This past weekend I dug into and went over the motor internals and now have some time before replacement parts show up and reassemble.  Found all shift forks were bent and scorched (what causes this) and a 10 year old clutch that thinks it from the 70's  getting its groove on.

So here are my stupid questions followed after current build list

 

2007 Banshee with OEM Cylinders at 64.5 bore with MX hardcore porting, new stock length true and welded crank Chariot head with 19cc domes, Chariot reed cage and clutch pancake thingy and water pump cover ( Chariot intake with internal crossover for future build), Mull Engeering  water pump gear, impeller, shift star, and shift bearing mod and new shifter shaft with mod. All bearings, seals in entire motor replaced, upgraded bearings clips bushing ect. Stock carbs with tors delete and new intake boots with cross over tube, stock air box no lid with pro design filter and filter mount, FMF Fatty pipes and powercore2 silencers and high capacity rad. Will perform on bench leak down test when reassembled and compression once installed in frame.

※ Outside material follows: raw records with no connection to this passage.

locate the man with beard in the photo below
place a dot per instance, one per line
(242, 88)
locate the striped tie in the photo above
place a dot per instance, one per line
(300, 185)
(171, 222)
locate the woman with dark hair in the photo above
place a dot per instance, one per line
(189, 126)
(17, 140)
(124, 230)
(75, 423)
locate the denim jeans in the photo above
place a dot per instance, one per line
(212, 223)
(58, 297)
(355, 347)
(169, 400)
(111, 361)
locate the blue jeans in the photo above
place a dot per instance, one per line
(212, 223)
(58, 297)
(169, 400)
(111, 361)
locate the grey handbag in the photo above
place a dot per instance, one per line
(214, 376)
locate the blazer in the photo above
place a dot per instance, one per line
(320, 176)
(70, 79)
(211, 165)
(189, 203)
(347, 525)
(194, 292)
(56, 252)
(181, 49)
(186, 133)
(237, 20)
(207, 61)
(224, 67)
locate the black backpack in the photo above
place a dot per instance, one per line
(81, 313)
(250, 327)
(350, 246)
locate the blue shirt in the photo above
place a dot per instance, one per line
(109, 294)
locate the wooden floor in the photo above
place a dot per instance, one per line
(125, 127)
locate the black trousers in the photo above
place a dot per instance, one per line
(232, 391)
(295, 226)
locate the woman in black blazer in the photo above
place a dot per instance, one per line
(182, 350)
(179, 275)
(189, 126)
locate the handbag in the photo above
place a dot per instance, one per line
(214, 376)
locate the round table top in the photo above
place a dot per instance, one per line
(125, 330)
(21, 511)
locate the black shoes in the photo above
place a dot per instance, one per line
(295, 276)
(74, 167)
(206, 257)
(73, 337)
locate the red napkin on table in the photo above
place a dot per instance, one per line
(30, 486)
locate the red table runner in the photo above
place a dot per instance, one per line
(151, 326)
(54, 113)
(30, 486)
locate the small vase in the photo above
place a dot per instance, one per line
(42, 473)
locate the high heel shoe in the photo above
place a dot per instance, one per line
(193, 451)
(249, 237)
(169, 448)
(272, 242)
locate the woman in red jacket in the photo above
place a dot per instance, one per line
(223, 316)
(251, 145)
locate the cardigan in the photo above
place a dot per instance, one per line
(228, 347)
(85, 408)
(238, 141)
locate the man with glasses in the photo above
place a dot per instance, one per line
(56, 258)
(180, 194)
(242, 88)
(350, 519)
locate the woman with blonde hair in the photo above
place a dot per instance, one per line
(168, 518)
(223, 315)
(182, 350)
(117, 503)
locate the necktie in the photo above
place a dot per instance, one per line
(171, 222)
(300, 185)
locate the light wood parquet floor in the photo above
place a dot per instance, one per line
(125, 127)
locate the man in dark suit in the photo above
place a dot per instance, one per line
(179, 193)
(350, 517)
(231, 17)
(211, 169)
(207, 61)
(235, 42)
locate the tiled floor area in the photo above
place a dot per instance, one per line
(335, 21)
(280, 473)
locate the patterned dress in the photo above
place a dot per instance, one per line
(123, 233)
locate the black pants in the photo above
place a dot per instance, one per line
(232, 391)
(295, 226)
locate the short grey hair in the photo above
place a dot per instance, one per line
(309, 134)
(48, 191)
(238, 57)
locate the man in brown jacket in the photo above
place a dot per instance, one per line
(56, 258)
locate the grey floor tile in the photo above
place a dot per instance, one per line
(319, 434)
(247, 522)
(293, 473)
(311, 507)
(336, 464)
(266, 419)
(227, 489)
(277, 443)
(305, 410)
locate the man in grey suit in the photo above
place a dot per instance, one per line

Ride area is roughly 195M or 639 feet above sea level with temps between -20 to +30 degree C/ -4 f to 86 f, depending on season, humidity always changing ( screw you Ontario climate)

 

1. 200 watt stator safe to run with new OEM CDI? I assume yes but wanted to see if anyone had heard of any issues of CDI fail rate or issues with high output stator. Have gone through wire harness and bonded rad to motor mount and chassis grounds have been cleaned and hema-sealed, for future Trail Tech install after break in.

 

2. From reading a jetting start point I'm guessing would be 330 mains, 27.5 pilot, OEM needle middle clip and air screw one turn out from bottom. Any thoughts at this start point.

 

3. I won't know compression until motor is reassembled so not sure if I will need to mix race gas or not at my riding alt, but still bit confused about this have read to much. Any thoughts?

I'm sure there will be more to come once motor is reassembled and installed, but all could go just fine and she fires right up. Also waiting for mother nature to make up her mind.

Thanks for all and any input.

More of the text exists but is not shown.